Die Liste der empfohlenen Biogetreidesorten für die Ernte 2021 enthält die Sortenempfehlungen und die Zuteilung zu den Verfügbarkeitsstufen.

Die Auswahl der Sorten obliegt dem Ausschuss Saatgut der Fachgruppe Ackerkulturen von Bio Suisse und erfolgt in Zusammenarbeit mit Fachpersonen aus Forschung, Beratung, Züchtung und Vermarktung. Die Sortenliste für die Ernte 2020 (wichtig für die Abnehmer) steht weiterhin an gleicher Stelle wie die Sortenliste 2021 zur Verfügung.

Sortenlisten Biogetreide Ernte 2020 und 2021 (FiBL-Shop)

Winterweizen

«Wiwa» ist seit Jahren die am meisten angebaute Sorte im Biolandbau. Diese Dominanz hat sie wegen ihrer guten Anpassungsfähigkeit an die verschiedenen Standorte und ihrer Konstanz bezüglich Ertrag und Qualität.  Bezüglich Qualität ist aus der Getreidezüchtung Peter Kunz nur die Sorte «Tengri» noch etwas besser. Im Anbau ist diese aber weniger standfest. «Pizza» eignet sich durch ihren kräftigen Wuchs vor allem für Betriebe, die einen höheren Unkrautdruck haben.

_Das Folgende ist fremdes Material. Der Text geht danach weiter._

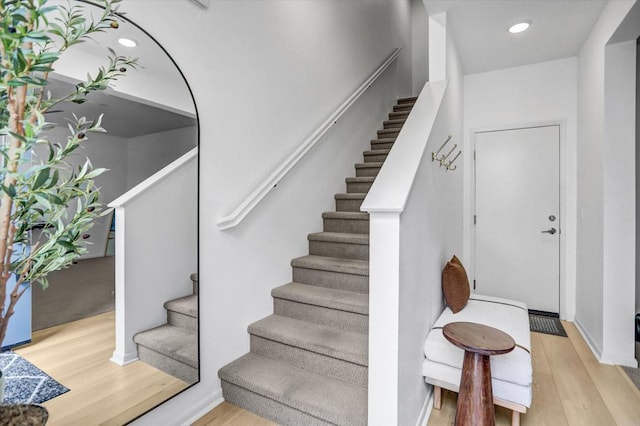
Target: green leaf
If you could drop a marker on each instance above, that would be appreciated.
(67, 245)
(41, 179)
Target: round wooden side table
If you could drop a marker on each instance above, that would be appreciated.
(475, 397)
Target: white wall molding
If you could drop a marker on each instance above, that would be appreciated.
(245, 207)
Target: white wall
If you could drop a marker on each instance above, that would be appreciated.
(637, 178)
(541, 93)
(106, 151)
(270, 73)
(140, 84)
(431, 232)
(419, 45)
(149, 153)
(591, 283)
(619, 204)
(156, 251)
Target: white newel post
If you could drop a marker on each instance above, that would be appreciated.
(384, 298)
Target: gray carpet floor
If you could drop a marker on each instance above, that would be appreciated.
(83, 290)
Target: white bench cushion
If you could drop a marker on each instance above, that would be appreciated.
(511, 373)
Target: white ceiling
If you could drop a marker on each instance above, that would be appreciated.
(150, 99)
(123, 117)
(479, 27)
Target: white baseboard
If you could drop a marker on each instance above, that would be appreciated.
(597, 352)
(123, 359)
(204, 407)
(425, 411)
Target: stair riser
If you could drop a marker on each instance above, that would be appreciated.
(358, 187)
(330, 279)
(403, 107)
(310, 361)
(170, 366)
(398, 115)
(376, 158)
(367, 171)
(321, 315)
(342, 250)
(348, 205)
(267, 407)
(393, 125)
(181, 320)
(388, 134)
(346, 225)
(381, 145)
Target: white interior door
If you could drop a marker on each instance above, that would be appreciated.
(517, 253)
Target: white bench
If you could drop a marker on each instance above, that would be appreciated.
(511, 374)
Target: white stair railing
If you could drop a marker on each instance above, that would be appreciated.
(156, 249)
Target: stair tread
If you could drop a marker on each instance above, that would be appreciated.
(187, 305)
(332, 264)
(346, 215)
(395, 121)
(377, 164)
(341, 300)
(176, 343)
(339, 237)
(360, 179)
(329, 399)
(407, 99)
(350, 196)
(333, 342)
(377, 152)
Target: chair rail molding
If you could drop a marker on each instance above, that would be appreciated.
(245, 207)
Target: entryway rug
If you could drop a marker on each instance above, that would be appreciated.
(546, 324)
(26, 383)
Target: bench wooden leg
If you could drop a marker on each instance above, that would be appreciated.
(437, 397)
(515, 418)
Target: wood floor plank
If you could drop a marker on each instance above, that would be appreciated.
(101, 392)
(569, 388)
(580, 398)
(619, 397)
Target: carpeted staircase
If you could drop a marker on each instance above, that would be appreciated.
(173, 347)
(307, 363)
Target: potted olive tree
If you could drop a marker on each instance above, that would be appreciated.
(47, 190)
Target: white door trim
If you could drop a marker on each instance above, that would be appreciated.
(567, 211)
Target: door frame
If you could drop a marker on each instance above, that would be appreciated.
(568, 212)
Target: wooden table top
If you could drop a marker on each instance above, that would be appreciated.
(478, 338)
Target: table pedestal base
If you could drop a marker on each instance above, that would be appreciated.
(475, 398)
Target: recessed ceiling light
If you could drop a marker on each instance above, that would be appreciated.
(520, 27)
(127, 42)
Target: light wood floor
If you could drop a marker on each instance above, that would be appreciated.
(101, 393)
(570, 388)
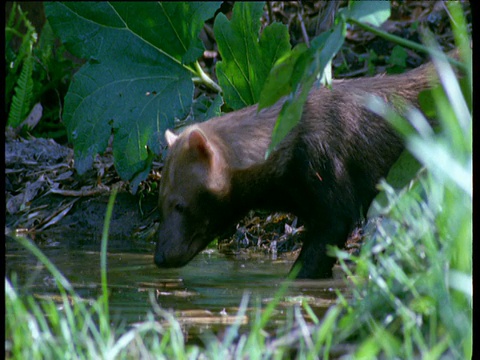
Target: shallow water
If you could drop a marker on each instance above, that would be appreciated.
(204, 294)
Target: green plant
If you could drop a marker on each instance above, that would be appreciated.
(413, 282)
(19, 81)
(143, 59)
(37, 74)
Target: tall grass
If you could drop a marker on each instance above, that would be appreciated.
(412, 287)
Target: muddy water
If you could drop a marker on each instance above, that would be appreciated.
(204, 294)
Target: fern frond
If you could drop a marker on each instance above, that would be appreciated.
(21, 101)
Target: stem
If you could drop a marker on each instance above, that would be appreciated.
(403, 42)
(206, 79)
(103, 252)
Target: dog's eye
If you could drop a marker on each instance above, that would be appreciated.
(179, 208)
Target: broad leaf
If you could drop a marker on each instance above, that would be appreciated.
(134, 84)
(310, 64)
(370, 12)
(246, 58)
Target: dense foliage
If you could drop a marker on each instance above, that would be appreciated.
(412, 288)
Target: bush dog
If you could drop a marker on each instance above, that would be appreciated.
(325, 171)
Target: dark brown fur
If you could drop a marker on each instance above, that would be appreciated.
(325, 171)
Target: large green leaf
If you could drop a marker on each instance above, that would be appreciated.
(370, 12)
(303, 69)
(135, 83)
(247, 58)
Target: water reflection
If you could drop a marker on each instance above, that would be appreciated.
(208, 290)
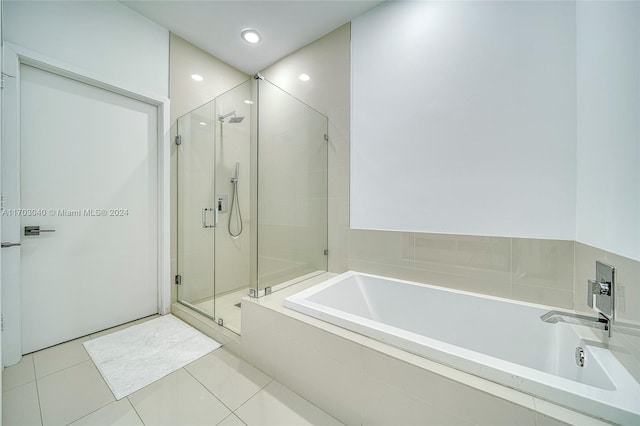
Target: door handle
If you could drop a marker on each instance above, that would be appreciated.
(35, 230)
(204, 217)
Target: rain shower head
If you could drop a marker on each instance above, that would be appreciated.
(233, 119)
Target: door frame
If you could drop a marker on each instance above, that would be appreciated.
(13, 57)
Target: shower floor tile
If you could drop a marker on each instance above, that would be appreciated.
(219, 388)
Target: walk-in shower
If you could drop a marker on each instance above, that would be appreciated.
(252, 198)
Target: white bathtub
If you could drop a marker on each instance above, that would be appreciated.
(497, 339)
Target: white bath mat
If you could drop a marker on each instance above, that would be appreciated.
(132, 358)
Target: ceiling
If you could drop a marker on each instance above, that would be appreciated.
(285, 26)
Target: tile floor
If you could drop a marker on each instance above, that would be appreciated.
(61, 386)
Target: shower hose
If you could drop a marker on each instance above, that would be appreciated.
(234, 210)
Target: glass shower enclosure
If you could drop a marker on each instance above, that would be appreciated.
(252, 198)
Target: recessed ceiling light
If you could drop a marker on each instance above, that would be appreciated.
(251, 36)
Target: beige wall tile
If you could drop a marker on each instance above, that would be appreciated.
(481, 285)
(543, 263)
(384, 247)
(383, 269)
(465, 262)
(543, 295)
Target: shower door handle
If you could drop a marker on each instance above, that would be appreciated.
(204, 217)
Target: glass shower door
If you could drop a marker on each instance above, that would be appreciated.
(233, 174)
(196, 210)
(292, 189)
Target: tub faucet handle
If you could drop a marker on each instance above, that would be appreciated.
(597, 288)
(602, 290)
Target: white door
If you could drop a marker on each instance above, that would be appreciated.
(88, 171)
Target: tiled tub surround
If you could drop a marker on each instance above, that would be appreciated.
(494, 338)
(363, 381)
(548, 272)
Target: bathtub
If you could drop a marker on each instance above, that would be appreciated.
(497, 339)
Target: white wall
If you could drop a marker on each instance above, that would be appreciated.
(464, 118)
(103, 37)
(608, 58)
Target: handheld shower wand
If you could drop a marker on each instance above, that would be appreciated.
(235, 205)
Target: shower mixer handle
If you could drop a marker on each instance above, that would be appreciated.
(204, 217)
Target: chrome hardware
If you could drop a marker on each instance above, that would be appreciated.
(579, 354)
(35, 230)
(601, 322)
(204, 217)
(602, 289)
(223, 203)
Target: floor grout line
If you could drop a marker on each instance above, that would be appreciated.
(134, 409)
(207, 389)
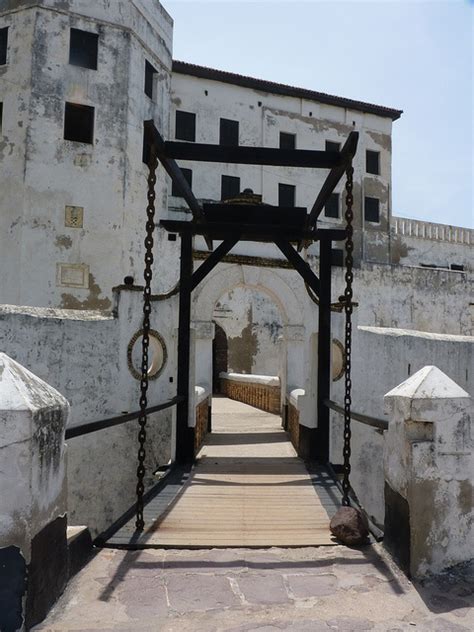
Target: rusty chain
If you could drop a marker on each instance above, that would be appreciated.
(348, 307)
(148, 273)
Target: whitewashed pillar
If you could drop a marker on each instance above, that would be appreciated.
(429, 472)
(33, 546)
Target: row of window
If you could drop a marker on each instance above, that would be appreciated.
(185, 129)
(83, 52)
(230, 188)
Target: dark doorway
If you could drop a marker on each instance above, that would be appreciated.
(219, 356)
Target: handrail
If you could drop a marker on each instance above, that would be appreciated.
(375, 422)
(93, 426)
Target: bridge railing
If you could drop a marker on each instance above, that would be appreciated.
(93, 426)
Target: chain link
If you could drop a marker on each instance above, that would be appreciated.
(348, 306)
(148, 273)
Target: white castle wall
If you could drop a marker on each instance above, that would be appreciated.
(42, 172)
(84, 355)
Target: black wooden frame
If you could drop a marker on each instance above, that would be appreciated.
(316, 441)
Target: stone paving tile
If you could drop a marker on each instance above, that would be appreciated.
(199, 592)
(305, 586)
(263, 588)
(241, 590)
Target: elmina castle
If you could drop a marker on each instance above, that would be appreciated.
(77, 81)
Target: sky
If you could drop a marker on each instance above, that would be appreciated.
(412, 55)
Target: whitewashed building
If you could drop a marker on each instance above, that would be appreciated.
(77, 80)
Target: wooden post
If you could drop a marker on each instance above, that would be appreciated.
(324, 349)
(184, 434)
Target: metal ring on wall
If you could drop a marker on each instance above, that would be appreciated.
(338, 344)
(159, 355)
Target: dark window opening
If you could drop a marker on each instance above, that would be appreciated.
(188, 176)
(230, 187)
(287, 141)
(229, 133)
(372, 162)
(331, 208)
(146, 149)
(83, 48)
(150, 73)
(185, 126)
(331, 146)
(79, 123)
(371, 209)
(434, 265)
(337, 257)
(286, 195)
(3, 45)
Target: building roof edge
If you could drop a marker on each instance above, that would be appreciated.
(203, 72)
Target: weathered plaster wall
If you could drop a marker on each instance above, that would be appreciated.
(106, 179)
(261, 117)
(84, 356)
(383, 357)
(253, 325)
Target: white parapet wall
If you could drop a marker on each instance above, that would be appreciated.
(33, 547)
(429, 519)
(382, 357)
(85, 355)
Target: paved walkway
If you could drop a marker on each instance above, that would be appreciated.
(308, 589)
(248, 488)
(241, 590)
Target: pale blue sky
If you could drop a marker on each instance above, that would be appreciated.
(412, 55)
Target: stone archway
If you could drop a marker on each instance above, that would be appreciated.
(267, 281)
(220, 360)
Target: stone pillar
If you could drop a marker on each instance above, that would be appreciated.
(33, 546)
(428, 473)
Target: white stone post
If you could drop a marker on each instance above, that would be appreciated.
(33, 546)
(429, 473)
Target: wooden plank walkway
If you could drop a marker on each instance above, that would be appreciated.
(247, 489)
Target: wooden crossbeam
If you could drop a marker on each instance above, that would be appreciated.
(254, 155)
(173, 170)
(300, 265)
(336, 173)
(213, 260)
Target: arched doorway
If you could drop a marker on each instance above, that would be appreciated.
(220, 353)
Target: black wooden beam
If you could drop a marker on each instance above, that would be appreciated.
(213, 260)
(172, 169)
(248, 232)
(336, 173)
(184, 434)
(299, 264)
(324, 351)
(254, 155)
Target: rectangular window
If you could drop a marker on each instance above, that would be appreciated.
(372, 162)
(185, 126)
(188, 176)
(3, 45)
(331, 146)
(331, 208)
(337, 257)
(230, 187)
(146, 149)
(229, 133)
(150, 73)
(79, 123)
(372, 210)
(287, 141)
(286, 195)
(83, 47)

Aus der Züchtung von Agroscope haben sich die Sorten «Rosatch» und «Baretta» bewährt. «Rosatch» ist begrannt und hatte in den letzten beiden Jahren die höchsten Proteinwerte in den FiBL-Praxisversuchen. «Baretta» ist nur für Betriebe mit genügend Stickstoff und gute Standorte zu empfehlen. Die neue Sorte «Montalbano» verspricht sehr viel bezüglich Ertrag. Die Sorte ist im Aufbau, Saatgut ist schon erhältlich. Die ältere Sorte «Titlis» verliert immer mehr an Bedeutung. «Runal» und «Molinera» weisen zwar sehr gute Qualitäten auf, unter Biobedingungen sind sie aber nicht einfach anzubauen. Die Sorten «Lorenzo» und «Arnold» werden nicht mehr vermehrt.

Weitere Details und eine Uebersicht über alle Sorten finden sich in der empfohlenen Sortenliste Biogetreide 2021.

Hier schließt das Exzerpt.